“If someone is too good to be true, they probably are” – whoever coined this bout of wisdom, ought to know how deeply it’s ingrained in me. I don’t consider myself a pessimist, and maybe not a quixotic optimist either. But I am fairly sure that I fall somewhere in the middle. So I have sufficient belief that I don’t view the world as a dreary, black place. Yet it so happens that I always chance to meet people who evoke this gut feeling in me – “maybe too good to be true??”..
I am as averse to stereotyping as a cat is averse to dogs. And gender stereotyping has always made me breathe fumes of fury (since I have been on the receiving end). I also ‘pride’ myself on being aware and tolerant of different kinds of people, and wax poetic on the uniqueness of each individual. Yet I must admit that I find myself fitting a person into the generic template of their ‘fellow counterparts’ and frowning if the parameters extend beyond the ordinary. Worst yet, the frowning is inevitably followed by a brutal judgment – “too good to be true”. What happens after this is, me placing the unfortunate person under a metaphoric microscope to extensively analyze them, till smoke comes out of my brain. Ok, that’s an obsession I can do without. But what I can’t do without is, viewing this extremely-good-to-be-true person as a possible wolf in sheep’s clothing.
A very helpful lady once offered to carry my stuff in her jeep to my new apartment, when I was literally an alien in a new land. I was touched by her kindness, and was angered by whoever told me that people minded their business and wouldn’t offer to help strangers in a new country– that too a colored foreigner at that. I was full of gratitude to this lady whom I’d met at the community church (it’s a different story as to why I went to a church). But surprise, surprise – after a week she called me home for dinner. I go and there and see 10 other international students listening to Rev. XYZ talk about Jesus and how one needs to be Christian to go to heaven – and how much the Christian missionaries had helped poor countries like India see light and God.
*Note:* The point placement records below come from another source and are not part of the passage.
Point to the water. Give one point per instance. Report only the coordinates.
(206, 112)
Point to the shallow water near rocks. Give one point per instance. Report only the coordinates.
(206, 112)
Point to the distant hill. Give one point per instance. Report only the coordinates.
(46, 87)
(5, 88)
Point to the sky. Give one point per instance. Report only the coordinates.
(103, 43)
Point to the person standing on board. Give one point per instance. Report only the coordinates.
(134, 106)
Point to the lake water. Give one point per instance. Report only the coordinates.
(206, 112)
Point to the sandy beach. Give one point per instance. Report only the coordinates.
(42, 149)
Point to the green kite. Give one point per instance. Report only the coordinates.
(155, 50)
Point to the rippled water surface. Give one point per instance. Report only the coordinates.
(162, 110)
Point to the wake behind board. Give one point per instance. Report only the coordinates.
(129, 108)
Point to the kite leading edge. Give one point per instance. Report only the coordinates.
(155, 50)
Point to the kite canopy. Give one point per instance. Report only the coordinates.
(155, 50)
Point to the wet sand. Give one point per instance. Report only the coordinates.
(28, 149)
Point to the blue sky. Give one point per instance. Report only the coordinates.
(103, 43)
Hmmm…. I guess she was too good to be true.
Parents advise kids never to talk to or trust strangers. It’s extremely hard to stay truly independent in a new land, with hardly anybody you know. You are left to decide on your own instincts to trust people who come forward to help you. All the “protective” men in my life have warned me to be especially careful with a stranger who happens to be a man/guy (discrimination I agree – but it has some truth to it). When such a man portrays the impression of an impeccable gentleman, next to the ranks of Sir Gallahad (or maybe it was someone else), speaking out these idealistic statements of his impressions on life and girls, you stop and ponder. Experience would teach all girls that you need to wish on a million falling stars to meet a man who is as idealistic as every girl imagines. When you do meet such a person, it’s skepticism all over. Proof that women can be complex and very hard to please, I guess. Just because the men in my life have painted a picture of the general populace of average men, it doesn’t mean there can’t be some with all those idealistic qualities, that are deemed nonexistent by others. Have we lost hope on feelings such as genuine affection a man can have on a girl, without any undercurrent of anything more? Have we progressed to a state where a man calling another girl his sister, is laughed hysterically at, with the sheer incredulity of it?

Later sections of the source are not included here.